Mon désir d’ailleurs ne m’a pas été transmis. Je l’ai développé à travers les bouquins, la télé et le cinéma, puis, plus tard, en me nourrissant des récits des voyageurs que je regardais avec de grands yeux admiratifs.
Pour moi, voir du pays n’allait pas de soi. J’ai pris pas mal de détours avant de passer du rêve à la réalité. Moi, faire le tour du monde? Allons donc… Et si c’était possible?
Comme je l’ai raconté à plusieurs reprises, je me suis décidée à partir seule pour la première fois à l’âge de 23 ans, persuadée que j’allais y laisser ma peau (quoi ? On peut revenir vivant d’un voyage ? lol).
Je n’ai jamais arrêté.
Je ne suis jamais complètement revenue.
Si j’ai d’abord largué les amarres en solo un peu par dépit – allais-je attendre éternellement d’avoir des partenaires de route pour aller de l’avant ? – j’ai rapidement pris goût aux escapades improvisées. Aller là où j’en avais envie, quand j’en avais envie. Foncer dans l’inconnu, quitte à prendre des chocs culturels plein la gueule. Au bout du monde, au bout de moi-même. Un cliché gros comme la Terre. Gros comme ma Terre…

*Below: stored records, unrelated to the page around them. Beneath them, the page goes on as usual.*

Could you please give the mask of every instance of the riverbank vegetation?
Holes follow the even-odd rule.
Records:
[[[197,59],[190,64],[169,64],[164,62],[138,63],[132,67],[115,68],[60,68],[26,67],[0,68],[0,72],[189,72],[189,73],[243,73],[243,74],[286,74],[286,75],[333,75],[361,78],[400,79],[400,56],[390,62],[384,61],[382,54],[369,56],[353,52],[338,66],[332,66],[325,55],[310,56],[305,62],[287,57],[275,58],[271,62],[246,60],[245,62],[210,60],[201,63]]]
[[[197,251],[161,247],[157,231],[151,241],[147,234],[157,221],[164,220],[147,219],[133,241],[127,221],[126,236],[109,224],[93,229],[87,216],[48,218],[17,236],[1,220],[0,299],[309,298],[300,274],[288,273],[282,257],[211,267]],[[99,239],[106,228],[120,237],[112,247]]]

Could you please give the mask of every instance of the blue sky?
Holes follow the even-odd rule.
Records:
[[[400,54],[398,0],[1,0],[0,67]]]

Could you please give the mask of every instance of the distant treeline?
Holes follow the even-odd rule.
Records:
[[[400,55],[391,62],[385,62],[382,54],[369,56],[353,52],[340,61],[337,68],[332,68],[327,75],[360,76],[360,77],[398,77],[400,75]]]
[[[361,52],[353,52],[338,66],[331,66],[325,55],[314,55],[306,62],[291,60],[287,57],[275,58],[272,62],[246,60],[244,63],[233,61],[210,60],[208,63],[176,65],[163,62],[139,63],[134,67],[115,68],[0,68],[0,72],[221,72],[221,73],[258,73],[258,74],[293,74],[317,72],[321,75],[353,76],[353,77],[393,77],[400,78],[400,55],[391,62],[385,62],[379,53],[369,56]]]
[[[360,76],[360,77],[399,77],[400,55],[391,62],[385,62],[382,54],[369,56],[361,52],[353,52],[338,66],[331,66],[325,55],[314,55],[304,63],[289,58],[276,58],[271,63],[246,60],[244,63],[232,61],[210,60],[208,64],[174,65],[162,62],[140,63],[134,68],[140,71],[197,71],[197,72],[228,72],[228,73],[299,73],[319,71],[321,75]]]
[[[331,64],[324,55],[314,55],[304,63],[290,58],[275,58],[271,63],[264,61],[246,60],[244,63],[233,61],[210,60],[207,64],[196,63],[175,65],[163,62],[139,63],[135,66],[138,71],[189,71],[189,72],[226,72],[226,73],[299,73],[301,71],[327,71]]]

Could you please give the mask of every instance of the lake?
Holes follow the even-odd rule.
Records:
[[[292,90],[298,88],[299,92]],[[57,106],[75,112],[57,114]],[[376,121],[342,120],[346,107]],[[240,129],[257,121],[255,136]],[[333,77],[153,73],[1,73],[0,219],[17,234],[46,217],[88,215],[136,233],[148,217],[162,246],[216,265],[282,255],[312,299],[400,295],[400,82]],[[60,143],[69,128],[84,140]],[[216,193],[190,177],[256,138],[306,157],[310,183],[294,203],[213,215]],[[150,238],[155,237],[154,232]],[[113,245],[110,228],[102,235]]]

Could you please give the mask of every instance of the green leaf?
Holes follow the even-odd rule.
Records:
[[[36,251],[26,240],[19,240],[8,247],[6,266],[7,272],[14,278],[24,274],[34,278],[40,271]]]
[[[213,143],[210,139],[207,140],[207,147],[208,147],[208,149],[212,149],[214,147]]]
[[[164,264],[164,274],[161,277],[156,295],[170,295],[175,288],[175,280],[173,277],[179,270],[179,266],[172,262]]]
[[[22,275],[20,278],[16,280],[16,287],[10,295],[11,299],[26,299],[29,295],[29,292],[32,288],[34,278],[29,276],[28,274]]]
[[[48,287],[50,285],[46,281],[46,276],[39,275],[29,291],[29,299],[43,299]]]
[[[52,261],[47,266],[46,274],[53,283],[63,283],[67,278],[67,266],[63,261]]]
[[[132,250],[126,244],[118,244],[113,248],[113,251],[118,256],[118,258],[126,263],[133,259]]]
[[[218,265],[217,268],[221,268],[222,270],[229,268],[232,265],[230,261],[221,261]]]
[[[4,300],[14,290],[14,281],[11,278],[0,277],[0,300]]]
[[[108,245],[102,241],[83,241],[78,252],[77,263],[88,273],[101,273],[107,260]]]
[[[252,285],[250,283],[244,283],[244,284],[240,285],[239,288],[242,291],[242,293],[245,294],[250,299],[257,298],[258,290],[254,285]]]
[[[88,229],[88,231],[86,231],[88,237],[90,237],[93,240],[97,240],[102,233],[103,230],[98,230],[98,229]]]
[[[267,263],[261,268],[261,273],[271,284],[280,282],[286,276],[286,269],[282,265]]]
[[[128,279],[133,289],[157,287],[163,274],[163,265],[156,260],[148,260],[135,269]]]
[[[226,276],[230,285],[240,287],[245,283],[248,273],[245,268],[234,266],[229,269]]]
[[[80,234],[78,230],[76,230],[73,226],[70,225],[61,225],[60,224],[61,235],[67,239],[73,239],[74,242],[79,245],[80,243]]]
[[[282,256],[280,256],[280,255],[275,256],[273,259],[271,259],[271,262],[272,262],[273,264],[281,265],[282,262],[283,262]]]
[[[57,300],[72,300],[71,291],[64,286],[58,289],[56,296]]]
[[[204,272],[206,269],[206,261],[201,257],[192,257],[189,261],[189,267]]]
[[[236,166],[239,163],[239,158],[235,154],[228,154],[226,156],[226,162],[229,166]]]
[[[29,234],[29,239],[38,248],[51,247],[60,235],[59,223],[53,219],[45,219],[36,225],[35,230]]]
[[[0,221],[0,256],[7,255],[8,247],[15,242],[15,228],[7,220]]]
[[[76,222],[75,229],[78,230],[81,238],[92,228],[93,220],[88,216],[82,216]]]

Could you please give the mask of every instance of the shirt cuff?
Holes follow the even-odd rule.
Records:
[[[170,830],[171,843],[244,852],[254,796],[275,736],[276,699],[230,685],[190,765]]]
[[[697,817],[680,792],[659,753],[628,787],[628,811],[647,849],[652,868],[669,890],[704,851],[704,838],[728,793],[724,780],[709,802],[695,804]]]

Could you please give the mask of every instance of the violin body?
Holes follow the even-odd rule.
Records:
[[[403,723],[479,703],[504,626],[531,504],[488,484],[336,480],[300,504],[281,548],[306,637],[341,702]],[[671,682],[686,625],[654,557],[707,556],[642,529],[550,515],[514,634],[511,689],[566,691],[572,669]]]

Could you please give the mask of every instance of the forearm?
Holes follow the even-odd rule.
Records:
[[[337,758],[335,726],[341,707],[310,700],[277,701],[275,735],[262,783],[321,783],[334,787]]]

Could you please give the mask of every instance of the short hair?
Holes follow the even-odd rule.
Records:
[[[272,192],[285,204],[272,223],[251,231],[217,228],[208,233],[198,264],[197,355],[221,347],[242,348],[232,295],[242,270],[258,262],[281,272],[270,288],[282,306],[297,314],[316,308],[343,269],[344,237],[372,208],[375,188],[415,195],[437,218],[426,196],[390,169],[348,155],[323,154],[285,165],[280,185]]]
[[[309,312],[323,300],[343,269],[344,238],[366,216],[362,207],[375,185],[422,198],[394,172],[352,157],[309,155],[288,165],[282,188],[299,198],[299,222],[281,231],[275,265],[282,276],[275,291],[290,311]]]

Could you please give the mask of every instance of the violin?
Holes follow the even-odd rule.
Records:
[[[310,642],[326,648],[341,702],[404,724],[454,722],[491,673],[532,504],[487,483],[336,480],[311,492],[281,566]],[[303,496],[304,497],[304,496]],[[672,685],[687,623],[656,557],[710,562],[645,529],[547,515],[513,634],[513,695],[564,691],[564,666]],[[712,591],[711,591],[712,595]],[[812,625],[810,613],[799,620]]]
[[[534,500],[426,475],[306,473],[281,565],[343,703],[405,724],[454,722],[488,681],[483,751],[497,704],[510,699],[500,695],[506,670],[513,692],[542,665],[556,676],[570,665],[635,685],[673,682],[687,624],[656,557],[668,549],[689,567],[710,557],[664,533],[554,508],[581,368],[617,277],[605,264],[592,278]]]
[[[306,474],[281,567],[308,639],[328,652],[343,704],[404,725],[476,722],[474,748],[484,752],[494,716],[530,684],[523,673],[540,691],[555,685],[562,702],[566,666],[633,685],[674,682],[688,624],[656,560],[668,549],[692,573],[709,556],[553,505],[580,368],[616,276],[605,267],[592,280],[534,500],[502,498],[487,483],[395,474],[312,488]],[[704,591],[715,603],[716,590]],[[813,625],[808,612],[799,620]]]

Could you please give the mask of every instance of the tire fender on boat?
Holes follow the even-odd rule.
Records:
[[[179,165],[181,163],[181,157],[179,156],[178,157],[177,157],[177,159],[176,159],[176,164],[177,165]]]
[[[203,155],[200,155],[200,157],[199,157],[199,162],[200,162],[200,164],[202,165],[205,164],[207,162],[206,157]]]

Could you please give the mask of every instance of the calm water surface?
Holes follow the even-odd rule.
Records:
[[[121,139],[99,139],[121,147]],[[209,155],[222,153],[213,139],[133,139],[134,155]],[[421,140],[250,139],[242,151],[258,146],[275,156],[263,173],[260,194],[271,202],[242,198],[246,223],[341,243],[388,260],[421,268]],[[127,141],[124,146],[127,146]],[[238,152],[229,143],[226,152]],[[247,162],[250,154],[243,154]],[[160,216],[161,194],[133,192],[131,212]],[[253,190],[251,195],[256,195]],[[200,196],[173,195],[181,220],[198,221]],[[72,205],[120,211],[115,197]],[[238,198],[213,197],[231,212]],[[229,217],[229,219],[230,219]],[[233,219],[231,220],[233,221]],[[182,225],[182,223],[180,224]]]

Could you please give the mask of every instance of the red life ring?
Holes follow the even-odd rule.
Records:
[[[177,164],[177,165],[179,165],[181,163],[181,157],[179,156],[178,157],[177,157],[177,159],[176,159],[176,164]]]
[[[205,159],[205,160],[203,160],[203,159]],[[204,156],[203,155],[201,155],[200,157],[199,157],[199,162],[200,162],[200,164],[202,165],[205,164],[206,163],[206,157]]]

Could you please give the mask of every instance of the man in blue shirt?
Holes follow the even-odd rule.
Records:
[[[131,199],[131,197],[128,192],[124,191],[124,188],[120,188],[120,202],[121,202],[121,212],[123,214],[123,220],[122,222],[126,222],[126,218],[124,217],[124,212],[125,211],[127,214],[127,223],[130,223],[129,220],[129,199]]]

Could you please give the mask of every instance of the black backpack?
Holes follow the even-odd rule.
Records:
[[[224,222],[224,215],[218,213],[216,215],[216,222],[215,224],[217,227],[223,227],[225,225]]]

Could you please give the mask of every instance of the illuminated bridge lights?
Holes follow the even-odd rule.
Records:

Ce cliché, je le chéris et l’astique depuis avec une dévotion sans borne. Je refuse de me voir comme une voyageuse aguerrie. Je veux garder ma capacité d’émerveillement. Ne jamais oublier ce moment où, barbouillée de chocolat sous la pluie, à Lisbonne, j’ai souri pour la première fois à un inconnu qui venait de me faire comprendre que les rigoles brunâtres n’étaient pas que sur mes doigts, mais aussi sur mon menton. Ne jamais oublier cette première bouffée de bonheur intense que je n’ai su nommer que bien plus tard : liberté. Si simple. Si brute. Il m’avait fallu traverser un océan pour l’effleurer enfin.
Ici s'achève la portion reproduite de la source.